Cotidiano
Acho que já percorri milhares de vezes este caminho. Da janela deste ônibus vejo um mundo de edifícios disformes, labirintos de ruas e avenidas, toda uma fauna e aflora humanas saltam aos meus olhos. Da janela deste ônibus vejo a vida passar.
O trajeto é sempre o mesmo e os rostos algumas vezes se repetem. Há o sujeito forte em farda de soldado da aeronáutica. O cobrador que parece nunca fazer a barba. Uma moça que sempre está entulhada de livros acadêmicos. Uma senhora com cara de funcionária pública e um sujeito que parece ter sérias dificuldades para rir. Tem ainda um rapaz que todo dia usa o mesmo perfume enjoativo e que faço o possível para ficar longe dele.

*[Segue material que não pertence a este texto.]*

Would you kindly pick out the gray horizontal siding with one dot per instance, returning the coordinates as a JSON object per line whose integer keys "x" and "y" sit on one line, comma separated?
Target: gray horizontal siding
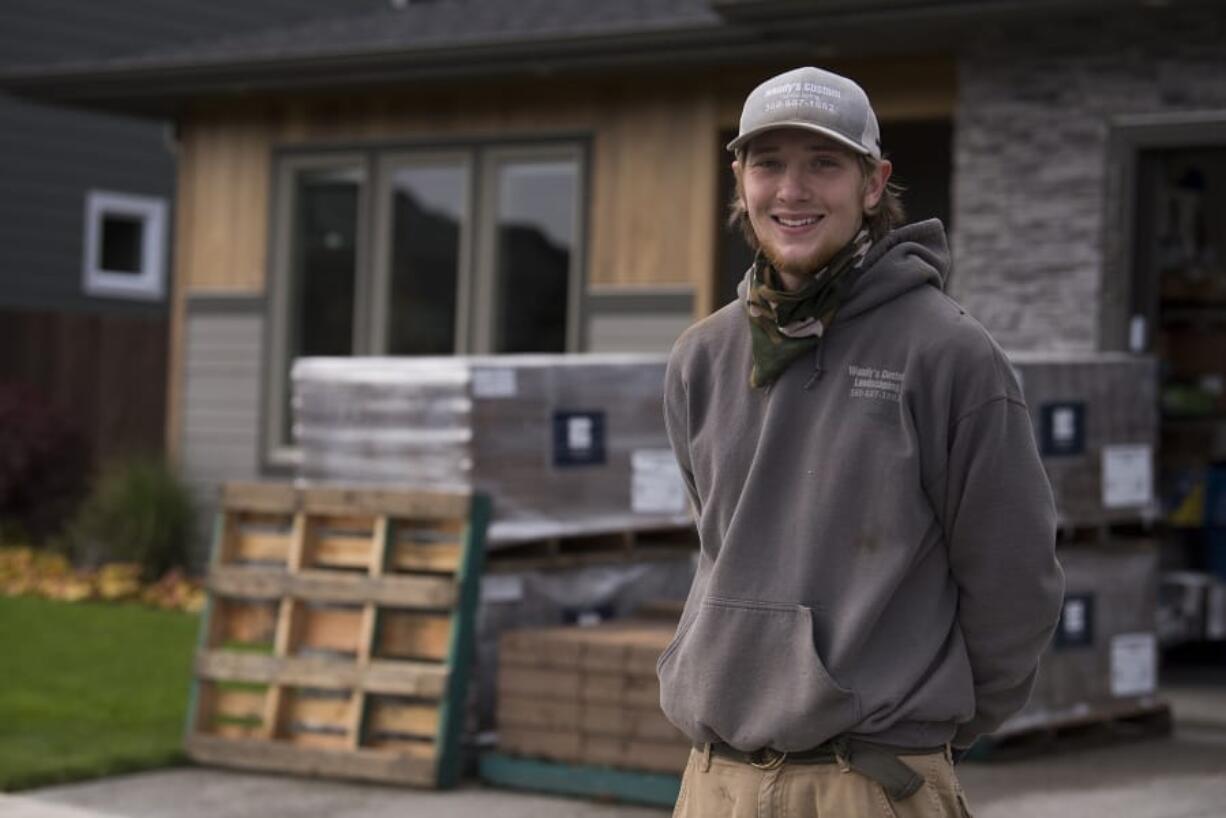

O trajeto é tão longo e rotineiro que praticamente já esquadrinhei todas as pessoas que pegam o mesmo ônibus. Todos nós, de alguma maneira, já nos conhecemos de vista. Será que alguma dessas pessoas já parou para pensar ou imaginar alguma coisa sobre mim?
Hoje vejo-me novamente indo para lugar nenhum. Lá fora o mundo é caótico e desordenado, aqui em minha poltrona estou imerso em pensamentos esparsos e incongruentes.
As ruas passam, as paradas se multiplicam, pessoas entram e saem. Puxo o sinal de parada. Desço e sigo meu caminho. Não olho para o ônibus que se vai. Amanhã começará tudo de novo.